As touched upon in the resiliency guidelines, deploying applications with appropriate CPU and memory requests and limits is critical to ensure:

  • Resource availability for your own applications
  • Resource availability for other tenant applications

While resource quotas are quite generous, these quotas must be seen as a tool to allow tenants enough resources to temporarily burst usage for experimentation, rather than an upper limit of consistent use. The platform is not sized to support every tenant fully utilizing their resource quota.

Resource requests
Resource requests are guaranteed and reserved for the pod. Pod scheduling decisions are made based on the request to ensure that a node has enough capacity available to meet the requested value. Inefficient use of requests lead to having to buy more licenses and hardware for the platform.

Resource limits
Resource limits set an upper limit of what a pod can burst to if the resources are available on the node.

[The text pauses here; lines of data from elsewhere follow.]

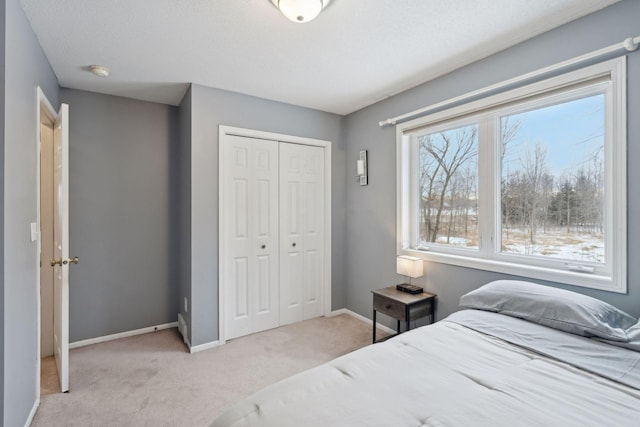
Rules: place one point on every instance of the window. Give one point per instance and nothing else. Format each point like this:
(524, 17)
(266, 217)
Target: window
(530, 182)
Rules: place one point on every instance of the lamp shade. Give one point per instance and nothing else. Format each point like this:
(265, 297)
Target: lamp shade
(409, 266)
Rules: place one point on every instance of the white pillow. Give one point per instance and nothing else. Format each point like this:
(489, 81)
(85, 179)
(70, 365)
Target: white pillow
(556, 308)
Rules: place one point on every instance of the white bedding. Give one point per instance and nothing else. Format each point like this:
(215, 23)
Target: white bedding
(441, 375)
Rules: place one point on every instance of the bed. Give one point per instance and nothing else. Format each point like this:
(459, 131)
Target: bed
(517, 354)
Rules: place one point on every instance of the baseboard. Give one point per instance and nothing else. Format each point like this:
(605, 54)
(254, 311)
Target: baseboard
(202, 347)
(32, 414)
(126, 334)
(183, 328)
(361, 318)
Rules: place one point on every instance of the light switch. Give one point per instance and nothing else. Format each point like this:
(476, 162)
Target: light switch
(34, 231)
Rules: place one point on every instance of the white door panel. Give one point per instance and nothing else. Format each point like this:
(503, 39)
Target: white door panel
(301, 232)
(61, 245)
(251, 211)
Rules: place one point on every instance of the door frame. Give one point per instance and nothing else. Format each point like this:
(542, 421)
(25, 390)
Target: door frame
(45, 113)
(223, 132)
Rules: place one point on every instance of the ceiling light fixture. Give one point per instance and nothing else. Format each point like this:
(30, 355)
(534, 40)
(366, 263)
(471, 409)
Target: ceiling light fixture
(99, 70)
(301, 11)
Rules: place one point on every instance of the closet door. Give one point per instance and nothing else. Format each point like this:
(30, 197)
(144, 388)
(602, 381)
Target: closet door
(301, 232)
(250, 205)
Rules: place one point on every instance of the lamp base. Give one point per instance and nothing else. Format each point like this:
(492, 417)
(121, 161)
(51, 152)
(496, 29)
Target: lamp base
(410, 289)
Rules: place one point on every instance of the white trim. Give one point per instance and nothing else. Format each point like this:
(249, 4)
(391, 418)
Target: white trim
(610, 277)
(202, 347)
(223, 131)
(34, 409)
(119, 335)
(362, 319)
(629, 44)
(42, 106)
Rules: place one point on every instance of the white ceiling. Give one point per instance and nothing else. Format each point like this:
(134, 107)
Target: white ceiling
(354, 54)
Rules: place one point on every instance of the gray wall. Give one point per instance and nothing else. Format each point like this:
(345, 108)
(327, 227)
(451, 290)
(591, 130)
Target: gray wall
(26, 67)
(211, 108)
(2, 102)
(183, 203)
(371, 211)
(122, 214)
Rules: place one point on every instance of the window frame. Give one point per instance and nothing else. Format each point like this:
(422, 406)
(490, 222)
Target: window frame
(487, 112)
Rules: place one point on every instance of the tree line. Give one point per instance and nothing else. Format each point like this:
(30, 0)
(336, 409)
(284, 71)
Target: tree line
(533, 200)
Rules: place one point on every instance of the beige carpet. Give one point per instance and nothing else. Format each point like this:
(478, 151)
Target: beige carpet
(151, 380)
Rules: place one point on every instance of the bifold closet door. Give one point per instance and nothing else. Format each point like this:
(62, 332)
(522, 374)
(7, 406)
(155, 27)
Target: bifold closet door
(251, 235)
(301, 232)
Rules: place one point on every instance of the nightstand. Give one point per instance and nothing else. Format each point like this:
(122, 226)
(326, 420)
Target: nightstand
(402, 306)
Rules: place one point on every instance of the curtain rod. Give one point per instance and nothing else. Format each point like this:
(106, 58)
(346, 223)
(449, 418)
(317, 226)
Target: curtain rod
(629, 45)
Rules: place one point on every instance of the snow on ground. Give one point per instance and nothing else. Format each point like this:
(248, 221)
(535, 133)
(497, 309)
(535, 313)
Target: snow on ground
(556, 244)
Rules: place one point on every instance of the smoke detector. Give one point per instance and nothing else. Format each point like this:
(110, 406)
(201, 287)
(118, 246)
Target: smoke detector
(99, 70)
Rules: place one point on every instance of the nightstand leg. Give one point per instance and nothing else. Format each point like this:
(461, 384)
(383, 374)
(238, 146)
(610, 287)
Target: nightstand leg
(374, 326)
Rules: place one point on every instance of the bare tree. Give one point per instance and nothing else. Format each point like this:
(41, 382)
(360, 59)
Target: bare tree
(444, 154)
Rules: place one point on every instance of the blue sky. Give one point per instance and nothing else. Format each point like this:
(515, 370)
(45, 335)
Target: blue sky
(570, 132)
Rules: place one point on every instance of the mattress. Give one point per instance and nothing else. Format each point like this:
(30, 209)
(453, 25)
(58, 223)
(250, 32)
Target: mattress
(471, 369)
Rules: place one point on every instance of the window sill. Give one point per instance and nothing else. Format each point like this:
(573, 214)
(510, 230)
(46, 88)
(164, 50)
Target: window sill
(587, 280)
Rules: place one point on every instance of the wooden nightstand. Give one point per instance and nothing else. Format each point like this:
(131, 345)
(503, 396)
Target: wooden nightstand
(402, 306)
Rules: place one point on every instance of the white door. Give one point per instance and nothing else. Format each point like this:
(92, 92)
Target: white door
(250, 208)
(61, 246)
(301, 232)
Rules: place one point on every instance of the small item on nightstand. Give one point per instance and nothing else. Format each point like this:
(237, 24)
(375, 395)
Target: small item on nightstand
(410, 289)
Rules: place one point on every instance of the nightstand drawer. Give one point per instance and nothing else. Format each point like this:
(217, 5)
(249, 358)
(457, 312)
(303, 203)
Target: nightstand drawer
(389, 307)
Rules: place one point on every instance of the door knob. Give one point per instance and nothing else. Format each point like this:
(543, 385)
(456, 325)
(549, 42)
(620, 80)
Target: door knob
(61, 262)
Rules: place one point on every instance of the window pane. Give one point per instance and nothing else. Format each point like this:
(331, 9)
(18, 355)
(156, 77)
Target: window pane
(448, 187)
(553, 181)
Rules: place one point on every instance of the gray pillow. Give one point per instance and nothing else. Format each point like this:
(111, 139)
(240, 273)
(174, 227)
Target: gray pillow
(556, 308)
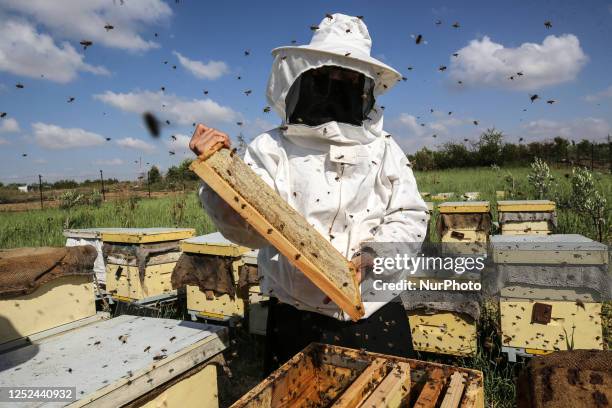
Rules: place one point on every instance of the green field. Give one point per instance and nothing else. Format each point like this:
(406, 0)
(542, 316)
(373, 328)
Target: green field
(44, 227)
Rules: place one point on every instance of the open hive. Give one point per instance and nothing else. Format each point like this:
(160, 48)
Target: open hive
(551, 289)
(42, 289)
(126, 361)
(139, 261)
(93, 237)
(281, 225)
(464, 221)
(526, 217)
(331, 376)
(220, 278)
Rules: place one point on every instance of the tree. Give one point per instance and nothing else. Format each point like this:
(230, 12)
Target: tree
(154, 175)
(490, 147)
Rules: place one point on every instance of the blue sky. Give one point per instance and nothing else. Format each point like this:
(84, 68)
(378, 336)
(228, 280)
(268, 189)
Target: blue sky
(122, 73)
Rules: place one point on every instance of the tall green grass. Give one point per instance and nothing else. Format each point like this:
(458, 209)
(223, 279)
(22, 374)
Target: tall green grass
(45, 227)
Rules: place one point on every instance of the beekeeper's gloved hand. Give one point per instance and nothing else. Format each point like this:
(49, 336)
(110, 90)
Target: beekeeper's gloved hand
(204, 138)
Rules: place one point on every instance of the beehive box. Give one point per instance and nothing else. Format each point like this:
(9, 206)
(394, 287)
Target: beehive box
(443, 322)
(526, 217)
(56, 302)
(221, 307)
(128, 278)
(331, 376)
(464, 222)
(124, 361)
(93, 237)
(551, 288)
(443, 333)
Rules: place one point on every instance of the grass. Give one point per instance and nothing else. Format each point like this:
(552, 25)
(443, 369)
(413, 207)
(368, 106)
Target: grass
(44, 227)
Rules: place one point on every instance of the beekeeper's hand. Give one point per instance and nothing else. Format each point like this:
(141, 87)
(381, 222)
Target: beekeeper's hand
(204, 138)
(360, 261)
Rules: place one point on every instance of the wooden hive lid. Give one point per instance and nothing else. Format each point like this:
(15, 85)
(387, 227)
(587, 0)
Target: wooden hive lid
(146, 235)
(95, 358)
(213, 244)
(570, 249)
(464, 207)
(525, 205)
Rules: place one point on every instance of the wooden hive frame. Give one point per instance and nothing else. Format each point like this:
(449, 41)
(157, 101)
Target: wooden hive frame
(287, 230)
(331, 376)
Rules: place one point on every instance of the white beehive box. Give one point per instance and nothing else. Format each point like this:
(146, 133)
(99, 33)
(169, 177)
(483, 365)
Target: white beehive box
(127, 360)
(538, 318)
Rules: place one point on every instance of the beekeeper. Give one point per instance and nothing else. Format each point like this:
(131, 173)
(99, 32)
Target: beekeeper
(332, 161)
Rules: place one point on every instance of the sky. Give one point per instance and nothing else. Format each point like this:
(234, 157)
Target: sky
(191, 47)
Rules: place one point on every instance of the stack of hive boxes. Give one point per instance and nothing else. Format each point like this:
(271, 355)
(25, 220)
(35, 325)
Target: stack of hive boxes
(140, 261)
(43, 289)
(551, 290)
(526, 217)
(466, 222)
(220, 280)
(126, 361)
(446, 321)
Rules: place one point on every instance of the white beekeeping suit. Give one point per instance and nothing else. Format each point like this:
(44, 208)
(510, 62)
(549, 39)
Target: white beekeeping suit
(352, 183)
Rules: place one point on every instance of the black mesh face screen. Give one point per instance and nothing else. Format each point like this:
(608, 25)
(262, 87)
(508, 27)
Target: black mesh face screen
(328, 94)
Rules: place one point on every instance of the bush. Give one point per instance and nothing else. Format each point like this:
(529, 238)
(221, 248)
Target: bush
(540, 178)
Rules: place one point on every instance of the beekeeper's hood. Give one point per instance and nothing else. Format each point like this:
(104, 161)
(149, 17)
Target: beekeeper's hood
(340, 41)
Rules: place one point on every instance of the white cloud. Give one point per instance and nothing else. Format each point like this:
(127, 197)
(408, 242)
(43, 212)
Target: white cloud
(24, 51)
(110, 162)
(55, 137)
(170, 107)
(484, 62)
(180, 146)
(9, 125)
(577, 129)
(209, 70)
(598, 96)
(79, 20)
(137, 144)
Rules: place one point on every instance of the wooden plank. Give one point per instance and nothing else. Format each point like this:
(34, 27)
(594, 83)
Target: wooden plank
(213, 244)
(432, 389)
(275, 220)
(359, 390)
(525, 205)
(147, 235)
(454, 391)
(393, 390)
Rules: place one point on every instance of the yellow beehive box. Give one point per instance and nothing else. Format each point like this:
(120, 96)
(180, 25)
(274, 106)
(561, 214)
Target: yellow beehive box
(44, 288)
(526, 217)
(443, 333)
(551, 292)
(525, 206)
(464, 221)
(61, 301)
(219, 307)
(127, 278)
(155, 363)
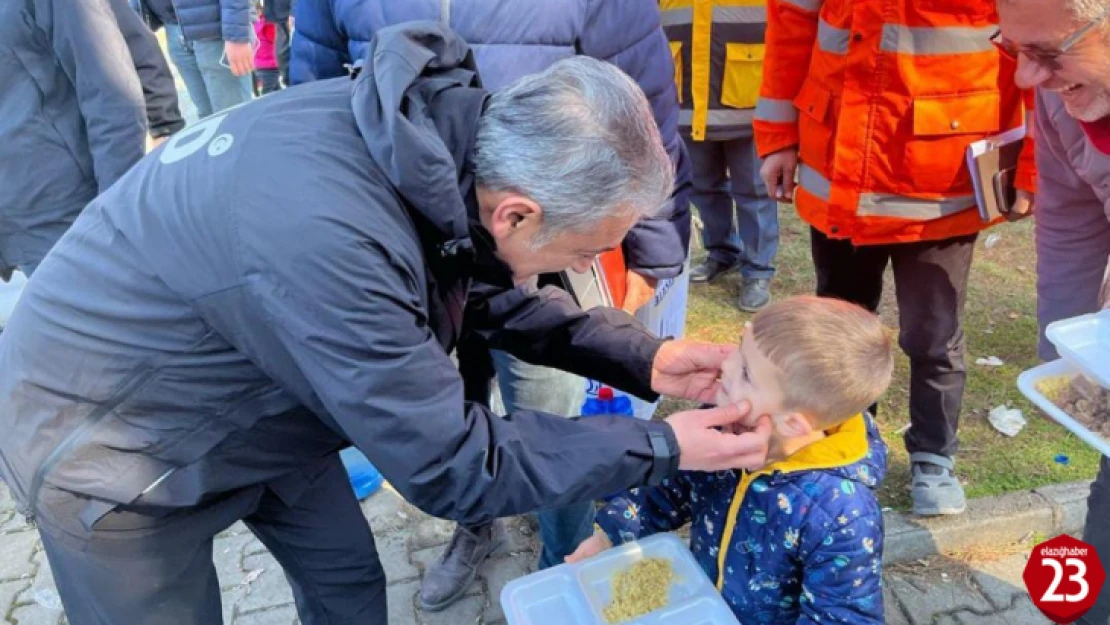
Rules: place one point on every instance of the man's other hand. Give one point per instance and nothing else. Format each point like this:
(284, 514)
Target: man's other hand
(689, 370)
(708, 439)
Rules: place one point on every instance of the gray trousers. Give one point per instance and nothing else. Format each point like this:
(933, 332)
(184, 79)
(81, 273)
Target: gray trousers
(154, 566)
(930, 285)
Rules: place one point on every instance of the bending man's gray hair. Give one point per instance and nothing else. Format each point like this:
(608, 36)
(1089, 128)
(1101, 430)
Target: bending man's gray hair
(1088, 10)
(579, 140)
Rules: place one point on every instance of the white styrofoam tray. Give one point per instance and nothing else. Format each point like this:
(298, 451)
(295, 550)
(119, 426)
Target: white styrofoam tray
(1027, 382)
(1085, 342)
(576, 594)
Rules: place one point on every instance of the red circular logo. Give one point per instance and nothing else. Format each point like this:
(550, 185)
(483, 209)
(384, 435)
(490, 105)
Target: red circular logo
(1063, 577)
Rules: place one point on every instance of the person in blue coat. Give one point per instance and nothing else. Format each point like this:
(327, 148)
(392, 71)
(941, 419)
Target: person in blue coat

Setting requests and limits

If you set a resource limit, you should also set a resource request. Otherwise the request will match the limit. For example, a deployment with no defined CPU request and a defined CPU limit of 1 core will result in a pod with a request of 1 CPU and a limit of 1 CPU.

General guidelines
☑ Set requests and limits.
☑ Set requests to the minimum of what your application needs.
☑ Set limits to a reasonable burstable number of what a single pod should support.
☑ Use horizontal pod autoscalers where possible, rather than large CPU and memory limits.

Being a good resource citizen

⭐ ⭐ ⭐

Having a 3:1 ratio of CPU request:CPU utilization is a good starting place for new applications that haven't yet been tuned. Using a 3:1 ratio makes you a good community member.

⭐ ⭐ ⭐ ⭐

Having a 2:1 ratio of CPU request:CPU utilization is a great next step for teams whose projects are working and stable, and who are in a position to start tuning their application more effectively - especially those who are seeking to make better use of horizontal scaling. Using a 2:1 ratio makes you a great community member.

⭐ ⭐ ⭐ ⭐ ⭐

Having a 1.5:1 ratio of CPU request:CPU utilization is an amazing goal for teams who have already started tuning their applications and are looking to make the best possible use of the platform's capabilities. Using a 1.5:1 ratio makes you an amazing community member.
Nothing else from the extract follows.